The claim made by Secretary Blinken is that getting out of Afghanistan rapidly will provide a key to better positioning the United States for the great power competition.
I will examine this proposition in discussions with European, Middle Eastern and Asian colleagues over the next few weeks and report back on those conversations.
But in this article, I would like to focus on the impact of the Afghan Blitzkrieg Withdrawal Strategy on the U.S. military as it engages in a strategic shift from the land wars to a focus on great power competition.
I have focused on this shift for a number of years, and have spent a great deal of time with allied and U.S. militaries on the challenge of making this transition. It is as much of a strategic shock as it is a strategic transition in that a generation of offices have really grown up in the Middle Eastern land wars, and the experiences and skill sets learned in those wars are only partially transferred to the new strategic situation.
We have highlighted a way to do this in terms of “harvest the best, and leave the rest,” a characterization proferred by Ed Timperlake.
The first key impact starts with the question of the legacy of the land wars.
Nearly a million Americans served in Afghanistan along with thousands of allied soldiers and officers.
Because this was a lengthy engagement, characterized as stability operations and nation building, those soldiers and officers trained and worked with Afghans closely to shape a way ahead, because that is the very heart of managed transition.
Then suddenly those relationships are cut by the U.S. leadership leaving those soldiers and officers in the position of having to confront the loss, death, torture, or relocation of those very persons with whom they worked for a “new” Afghanistan.
A key element of military service is honor.
This disruption and the way it is done is not in the best traditions of military honor for sure.
And a generation of officers and soldiers cannot be thrown into a political memory hole and simply asked to march forward.
The Western militaries are voluntary forces. Citizens need to want to serve, and doing so with honor to the values of their countries.
It is difficult to see how the nature of the withdrawal does not create a major set of problems for the military going forward.
The second major impact is with regard to shaping a military strategy going forward.
The Obama Administration promised a Pacific pivot which largely did not happen because of the demands from CENTCOM and the Middle East, including the rise of ISIS and the Syrian civil war.
In fact, it might be remembered that President Biden was Vice President Biden during the period of fighting the “good war” in Afghanistan.
The military focus was on counter-insurgency, nation building and that most ambiguous of terms, stability operations.
Shifting from this skill set to preparing for full spectrum crisis management and the high-end fight is significant.

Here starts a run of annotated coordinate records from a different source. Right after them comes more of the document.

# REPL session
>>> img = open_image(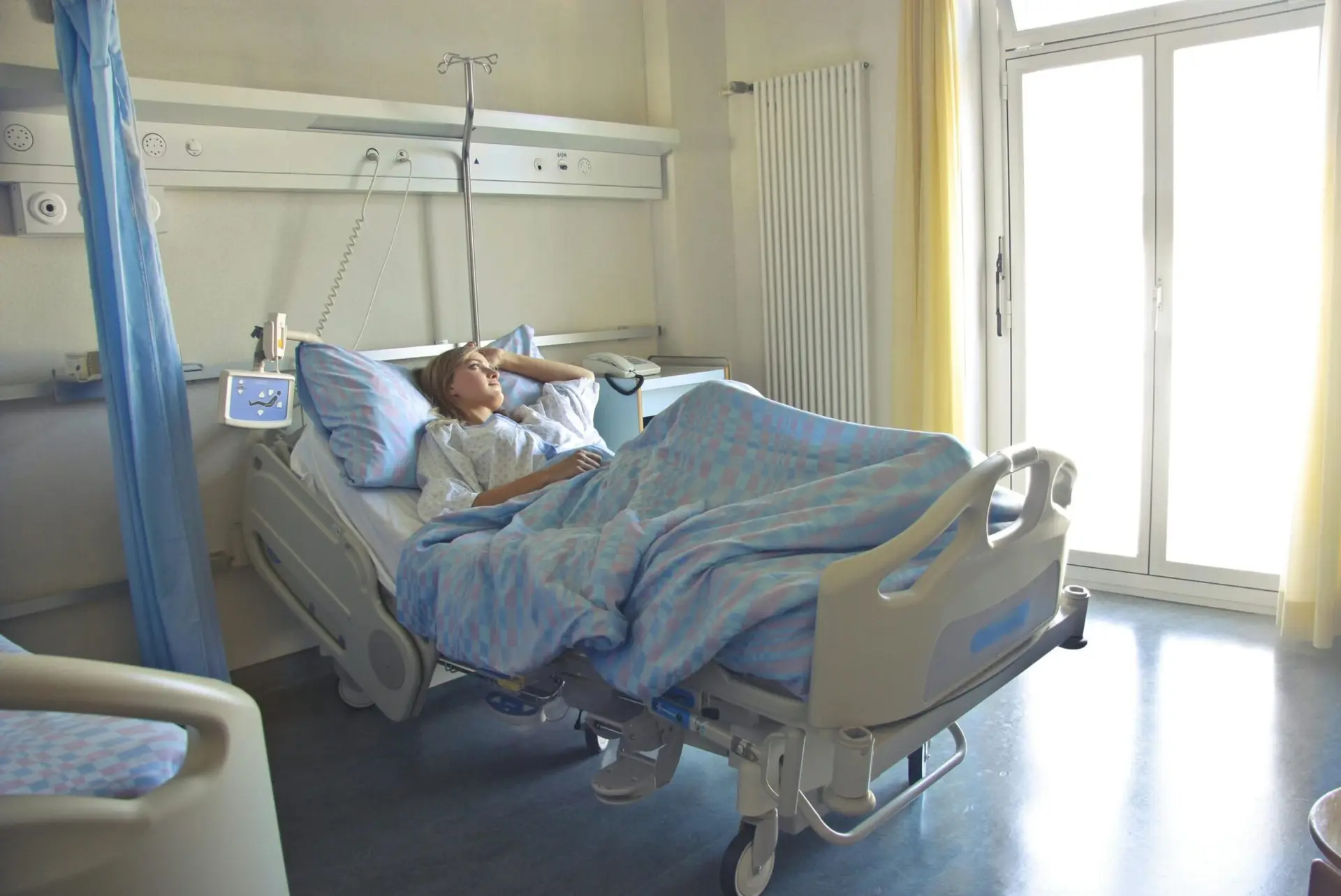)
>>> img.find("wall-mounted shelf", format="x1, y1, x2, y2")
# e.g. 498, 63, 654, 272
0, 64, 680, 156
0, 64, 680, 200
0, 325, 661, 405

Indeed, I wrote a book published this year exactly on this challenge.
How will this happen?
Will the U.S. shape a new counter-terrorism strategy in the Middle East which significantly reduces demand on U.S. forces?

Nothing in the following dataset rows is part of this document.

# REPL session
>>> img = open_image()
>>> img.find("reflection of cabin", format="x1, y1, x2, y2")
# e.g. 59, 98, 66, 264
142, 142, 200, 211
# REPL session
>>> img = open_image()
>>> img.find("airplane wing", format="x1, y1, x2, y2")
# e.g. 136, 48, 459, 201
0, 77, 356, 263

If not, then frankly, the demand side is beyond what the U.S. military can provide for a strategic shift.
A third major impact flows from the second.
CENTCOM’s credibility is seriously in doubt given its performance over many years in the outcome – a failed Afghan military capability.
And with that comes the question of why the U.S. Army is in any leadership role for preparing for full spectrum crisis management and the high-end fight?
The strategic shift prioritizes air and naval forces, and those land forces which can support crisis management which is largely about the USMC and its transition to the high-end fight.
A fourth major impact is precisely the question of crisis management.
In addressing the strategic shift, my colleague Dr. Paul Bracken has focused on the central role of escalation management, inclusive of the nuclear weapons elements. I have focused on full spectrum crisis management and have underscored the importance of reshaping civilian capabilities to be able actually to use an agile military force able to respond to and provide for escalation control
The play out of the Afghan withdrawal was hardly a text book case in how to do escalation control or crisis management.
As Dr. Bracken has put it: “If our actions in Afghanistan are indicative of U.S. competence in future crises, the world is in serious trouble.”
A fifth major impact is in working with allies.
It is clear that for the U.S. military either in the Pacific or in Europe, that working closely with allies is the foundation for a credible crisis management or deterrence strategy.
And working with allies means changing how the United States military integrates with allies and partners to shape a distributed force.
Or put more bluntly, the United States is not in a position to compete with multiple authoritarian powers and to prevail without changing how the U.S. military works with allies.
This is being done on the military level, but the experience of the “runs of August” is not a reinforcing experience
If one would take just one caes: In June 2021, President Biden launches a new Atlantic Charter.
In July,2021, Sec Def Austin signs a new carrier agreement with the UK.
And in August?
In short, the U.S. military faces a number of challenges flowing from the Blitzkrieg withdrawal strategy.
How will these challenges be addressed and met?